Ces tentatives avortées d'imposer les pains de céréales locales viennent largement de l'insuffisante maîtrise de leur procédé de fabrication par les boulangers. Ainsi, Mamadou Lamine Haïdara, Président du Syndicat National des Boulangers du Mali et du Cadre de Concertation de la Filière pain, explique l'échec du "Bourounafama" au fait que « nos boulangers ne sont pas de vrais professionnels. Il faut reconnaître que le professionnalisme nous manque de trop »[3]. Quant à Amadou Sylla d'AMASSA (Afrique Verte du Mali), il se demande :
"A-t-on tiré les leçons des échecs des années 80 à 90 pour la promotion du "Mali-Buru" dont l’hypothèse de formulation n’intégrait que le maïs (de 15 à 20 % du total) ? Sur cette problématique de la place du pain dans le modèle urbain de consommation alimentaire, continuons à rechercher, afin de pouvoir proposer d’autres innovations permettant d’accroître la sécurité alimentaire des populations sahéliennes. C’est en cela que le sahel pourra un jour se nourrir autrement avec ses propres céréales et autres produits locaux. Et c’est ainsi qu’on gagnera en terme de souveraineté sur le choix de notre modèle authentique d’alimentation" [4]. 

Quant aux "bros" – contenant 50% de farines de maïs ou de mil ou de banane plantain – diffusés par l’ONG SOLIDARITÉ en Côte d'Ivoire et au Bénin dans les années 1990, ils n'ont pas pu se pérenniser essentiellement du fait de la non compétitivité des farines de céréales locales avec le prix de la farine de blé. L'acceptabilité des bros par les consommateurs était bonne dès lors que le prix était abordable. SOLIDARITÉ a relancé la panification des pains de céréales tropicales dans la région de Pondichéry (Inde) en décembre 2007, par l'intermédiaire de deux boulangers biologiques de Midi-Pyrénées, qui ont formé en quinze jours deux boulangers et dix jeunes femmes à faire du pain de mil (ragi) au levain et des gâteaux. Ces nouvelles boulangères ont ensuite été recrutées dans des boulangeries classiques ou de grands hôtels pour faire ces pains et gâteaux de mil.

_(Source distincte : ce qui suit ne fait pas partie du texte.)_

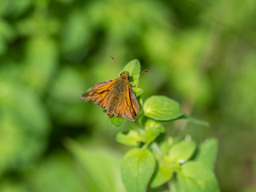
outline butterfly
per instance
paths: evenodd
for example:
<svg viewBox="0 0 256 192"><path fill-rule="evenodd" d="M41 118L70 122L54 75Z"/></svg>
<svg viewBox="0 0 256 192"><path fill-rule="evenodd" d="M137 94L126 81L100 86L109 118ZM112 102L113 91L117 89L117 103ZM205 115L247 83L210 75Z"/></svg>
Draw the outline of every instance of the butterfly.
<svg viewBox="0 0 256 192"><path fill-rule="evenodd" d="M106 110L106 115L109 117L114 114L134 122L139 112L139 106L134 92L130 88L129 74L128 71L124 70L114 80L96 84L90 91L83 94L81 98L86 102L92 100L94 103Z"/></svg>

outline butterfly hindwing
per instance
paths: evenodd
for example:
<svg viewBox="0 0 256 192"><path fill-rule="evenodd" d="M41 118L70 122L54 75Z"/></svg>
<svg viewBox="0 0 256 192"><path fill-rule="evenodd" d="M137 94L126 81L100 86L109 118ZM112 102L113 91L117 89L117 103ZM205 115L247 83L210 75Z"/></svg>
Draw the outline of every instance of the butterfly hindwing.
<svg viewBox="0 0 256 192"><path fill-rule="evenodd" d="M139 106L134 92L130 88L128 81L126 84L123 96L114 110L114 114L134 121L135 116L138 113Z"/></svg>

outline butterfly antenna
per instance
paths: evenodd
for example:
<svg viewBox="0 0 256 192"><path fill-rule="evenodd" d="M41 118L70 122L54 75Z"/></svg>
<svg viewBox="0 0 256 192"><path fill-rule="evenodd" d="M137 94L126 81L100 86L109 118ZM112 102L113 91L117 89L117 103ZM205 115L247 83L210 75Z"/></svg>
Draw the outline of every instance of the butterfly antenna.
<svg viewBox="0 0 256 192"><path fill-rule="evenodd" d="M142 72L140 72L140 73L137 73L137 74L130 74L130 75L133 75L133 74L142 74L142 73L145 73L145 72L147 72L147 70L143 70L143 71L142 71Z"/></svg>
<svg viewBox="0 0 256 192"><path fill-rule="evenodd" d="M113 57L113 56L110 56L110 57L111 57L111 58L113 59L113 61L114 62L114 63L117 65L117 66L118 67L118 69L119 69L120 70L122 70L120 69L119 66L118 65L118 63L115 62L114 57Z"/></svg>

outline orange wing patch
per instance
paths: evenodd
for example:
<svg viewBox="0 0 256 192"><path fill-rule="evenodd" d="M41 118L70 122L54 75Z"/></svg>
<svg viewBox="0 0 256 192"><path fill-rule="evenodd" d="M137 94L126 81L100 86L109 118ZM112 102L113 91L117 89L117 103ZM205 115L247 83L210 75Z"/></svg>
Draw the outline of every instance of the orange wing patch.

Précisément l'espace d'artisanat alimentaire du FSM est l'occasion de sensibiliser et montrer aux nombreux boulangers d'Afrique de l’Ouest la possibilité technique de faire de bons pains dépassant largement les 15% de farines de céréales locales actuellement jugés comme un maximum.


[1] www.endadiapol.org/.../Synthese_Produits_Speciaux_Mecanisme_de_Sauvegarde_Speciale.pdf
[2] Dembélé, S., 2008, ‘Pain « Nafama » ou « Malibourou » - Rejeté par des boulangers, saboté par des consommateurs’, Les Echos, Bamako, 16 janvier (http://fr.allafrica.com/stories/200801160696.html)
[3] Traoré, T., 2008, ‘Mamadou Lamine Haïdara, président filière pain : « Nos boulangers ne sont pas de vrais professionnels’, Le Pouce, 8 février (http://www.maliweb.net/category.php?NID=27125
[4] Sylla, A., Point de vue sur la question du pain au Mali, Bulletin Trimestriel Paysan Sahel AMASSA/Afrique Verte Mali, janvier-mars 2008 (www.agriqueverte.org).